In January, Haisco licensed its respiratory pipeline HSK39004 to AirNexis, with a total collaboration value of up to $1.063 billion; in April, it reached a partnership with AbbVie for its analgesic Nav1.8 pipeline, worth up to $745 million; in early June, it entered into an innovative drug R&D collaboration with Eli Lilly across multiple disease areas, with a potential total consideration of up to $3.054 billion; coupled with the current $1.461 billion dual-pipeline transaction with Nuvectis, the potential total value of its cross-border collaborations within the year exceeds $6 billion.


Haisco's high-frequency licensing activity is no accident; it is fundamentally underpinned by three core R&D advantages.


First, its pipeline strategy avoids homogenized competition around crowded, high-profile targets, prioritizing less competitive niche segments such as central nervous system (CNS) tumors and long-acting complement inhibitors. Each candidate molecule is assigned clear clinical differentiation metrics, thereby enhancing valuation for overseas licensing deals from the outset.


Second, it has established a comprehensive supporting technology system for small molecules, with in-house capabilities in crystallography, oral formulation development, and pharmacokinetic optimization, resulting in molecule iteration speed and clinical translation efficiency that lead the industry.
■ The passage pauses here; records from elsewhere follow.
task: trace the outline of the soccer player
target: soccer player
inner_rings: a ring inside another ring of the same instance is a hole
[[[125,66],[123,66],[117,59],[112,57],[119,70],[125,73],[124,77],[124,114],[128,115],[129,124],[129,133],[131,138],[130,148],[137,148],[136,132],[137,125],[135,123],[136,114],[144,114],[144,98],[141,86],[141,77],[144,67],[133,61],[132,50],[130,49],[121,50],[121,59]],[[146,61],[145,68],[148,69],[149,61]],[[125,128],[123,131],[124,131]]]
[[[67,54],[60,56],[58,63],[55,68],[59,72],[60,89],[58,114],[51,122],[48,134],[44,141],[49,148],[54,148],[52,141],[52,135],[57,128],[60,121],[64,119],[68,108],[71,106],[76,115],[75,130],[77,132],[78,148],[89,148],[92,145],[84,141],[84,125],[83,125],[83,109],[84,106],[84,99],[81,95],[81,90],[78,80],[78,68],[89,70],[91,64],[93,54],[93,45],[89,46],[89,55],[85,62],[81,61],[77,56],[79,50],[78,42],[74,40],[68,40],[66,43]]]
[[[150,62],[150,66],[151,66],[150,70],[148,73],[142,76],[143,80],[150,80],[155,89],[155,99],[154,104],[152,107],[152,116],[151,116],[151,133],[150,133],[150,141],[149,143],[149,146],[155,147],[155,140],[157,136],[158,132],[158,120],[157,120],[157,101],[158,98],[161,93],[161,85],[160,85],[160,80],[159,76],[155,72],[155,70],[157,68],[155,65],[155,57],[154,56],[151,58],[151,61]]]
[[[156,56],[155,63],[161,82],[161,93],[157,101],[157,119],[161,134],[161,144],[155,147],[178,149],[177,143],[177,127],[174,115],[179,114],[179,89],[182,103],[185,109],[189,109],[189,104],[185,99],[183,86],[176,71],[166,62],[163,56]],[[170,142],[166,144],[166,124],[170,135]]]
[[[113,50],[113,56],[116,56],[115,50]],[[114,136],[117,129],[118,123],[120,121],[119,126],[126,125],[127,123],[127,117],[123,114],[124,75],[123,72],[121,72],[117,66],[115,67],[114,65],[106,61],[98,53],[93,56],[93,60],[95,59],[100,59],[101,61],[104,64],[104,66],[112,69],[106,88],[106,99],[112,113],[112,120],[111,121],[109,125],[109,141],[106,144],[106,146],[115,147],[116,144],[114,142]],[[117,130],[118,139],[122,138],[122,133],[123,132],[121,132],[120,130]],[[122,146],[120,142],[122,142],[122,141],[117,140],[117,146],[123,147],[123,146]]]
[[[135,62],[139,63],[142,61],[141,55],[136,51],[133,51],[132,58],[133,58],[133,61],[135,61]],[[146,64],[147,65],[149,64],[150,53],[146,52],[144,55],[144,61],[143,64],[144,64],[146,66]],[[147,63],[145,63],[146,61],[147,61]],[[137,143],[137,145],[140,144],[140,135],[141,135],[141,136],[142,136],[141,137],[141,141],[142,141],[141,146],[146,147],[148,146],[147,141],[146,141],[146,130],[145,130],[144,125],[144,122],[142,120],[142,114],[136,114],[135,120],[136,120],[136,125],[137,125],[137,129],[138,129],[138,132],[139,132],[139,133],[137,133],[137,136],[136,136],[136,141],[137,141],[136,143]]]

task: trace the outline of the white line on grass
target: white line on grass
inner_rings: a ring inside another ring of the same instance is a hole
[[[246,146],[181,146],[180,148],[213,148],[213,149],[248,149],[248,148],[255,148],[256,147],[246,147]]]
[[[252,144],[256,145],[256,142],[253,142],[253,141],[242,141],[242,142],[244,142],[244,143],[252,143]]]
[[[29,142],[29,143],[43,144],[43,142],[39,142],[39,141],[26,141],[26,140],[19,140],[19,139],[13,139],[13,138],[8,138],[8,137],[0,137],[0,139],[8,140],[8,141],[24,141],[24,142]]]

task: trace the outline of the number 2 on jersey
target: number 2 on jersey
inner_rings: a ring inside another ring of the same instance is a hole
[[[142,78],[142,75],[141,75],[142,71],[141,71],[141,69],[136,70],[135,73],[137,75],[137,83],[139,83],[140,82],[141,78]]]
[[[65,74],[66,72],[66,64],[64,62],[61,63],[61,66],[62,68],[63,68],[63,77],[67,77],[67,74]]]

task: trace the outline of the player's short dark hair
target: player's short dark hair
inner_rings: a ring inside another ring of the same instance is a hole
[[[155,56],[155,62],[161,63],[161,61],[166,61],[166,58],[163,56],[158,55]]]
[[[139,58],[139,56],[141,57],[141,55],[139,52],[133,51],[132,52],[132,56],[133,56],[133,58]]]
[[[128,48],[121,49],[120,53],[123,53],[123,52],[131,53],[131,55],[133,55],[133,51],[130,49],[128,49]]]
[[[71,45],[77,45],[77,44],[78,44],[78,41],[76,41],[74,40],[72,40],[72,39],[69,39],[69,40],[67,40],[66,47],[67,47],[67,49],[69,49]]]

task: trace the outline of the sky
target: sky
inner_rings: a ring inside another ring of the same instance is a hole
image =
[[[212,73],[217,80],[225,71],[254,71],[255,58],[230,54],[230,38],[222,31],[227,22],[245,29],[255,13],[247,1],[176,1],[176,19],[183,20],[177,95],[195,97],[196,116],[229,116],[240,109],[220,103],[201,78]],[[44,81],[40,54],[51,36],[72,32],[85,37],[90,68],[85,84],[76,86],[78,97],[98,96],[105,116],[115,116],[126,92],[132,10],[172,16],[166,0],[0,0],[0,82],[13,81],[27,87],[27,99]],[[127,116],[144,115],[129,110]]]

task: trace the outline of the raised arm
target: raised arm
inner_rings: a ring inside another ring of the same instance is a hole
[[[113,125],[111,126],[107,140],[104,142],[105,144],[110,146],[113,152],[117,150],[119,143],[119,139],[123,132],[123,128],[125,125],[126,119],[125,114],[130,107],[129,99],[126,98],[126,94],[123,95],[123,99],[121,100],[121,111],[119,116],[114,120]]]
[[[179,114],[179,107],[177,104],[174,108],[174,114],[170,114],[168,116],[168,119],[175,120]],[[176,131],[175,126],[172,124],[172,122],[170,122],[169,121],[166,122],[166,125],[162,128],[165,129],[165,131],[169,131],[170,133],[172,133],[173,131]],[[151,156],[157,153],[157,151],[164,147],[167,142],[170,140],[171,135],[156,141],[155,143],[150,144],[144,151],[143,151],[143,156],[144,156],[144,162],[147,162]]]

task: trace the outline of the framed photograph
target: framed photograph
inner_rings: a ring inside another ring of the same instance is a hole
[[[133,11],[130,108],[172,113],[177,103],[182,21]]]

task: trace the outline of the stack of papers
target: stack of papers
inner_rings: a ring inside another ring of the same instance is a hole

Third, its licensing team employs a tiered strategy to precisely match partners: collaborating with large multinational pharmaceutical companies on multi-target platform joint development, and bundling mature clinical pipelines for mid-sized overseas Biotech firms, thereby maximizing both the upfront consideration per deal and long-term returns.


Furthermore, Haisco's ability to execute high-frequency licensing deals stems not only from the aforementioned R&D and licensing advantages, but also from its intensive R&D investment (with R&D expenses accounting for 24.72% of revenue in 2025), robust pipeline reserves (53 projects under development, including 29 Class 1 innovative drugs), and the financial reinvestment enabled by the steady commercialization of core products such as ciprofol.


From a macro-industry perspective, Haisco's intensive overseas expansion exemplifies the transformation of Chinese pharmaceutical companies. The industry has evolved from early-stage generic manufacturing and follow-on innovation to independent R&D of source-differentiated small molecules. Chinese-made small-molecule drugs are gradually acquiring the core competitiveness to compete on equal footing with global cutting-edge pipelines. Meanwhile, licensing collaborations have upgraded from simple cash-flow generation to long-term strategic partnerships featuring synergistic development through domestic and international clinical and capital resources.


Overall, the licensing landscape for innovative drugs in China has entered a period of concentrated deal realization in recent years, with small molecules, bispecific antibodies, and ADCs advancing in parallel across multiple tracks. The logic employed by overseas pharmaceutical companies for asset selection has undergone a significant shift; pipelines that merely follow existing innovations are no longer sufficient to secure large-scale partnerships. Instead, differentiated pipelines featuring novel mechanisms of action and robust data support have become the preferred acquisition targets for buyers.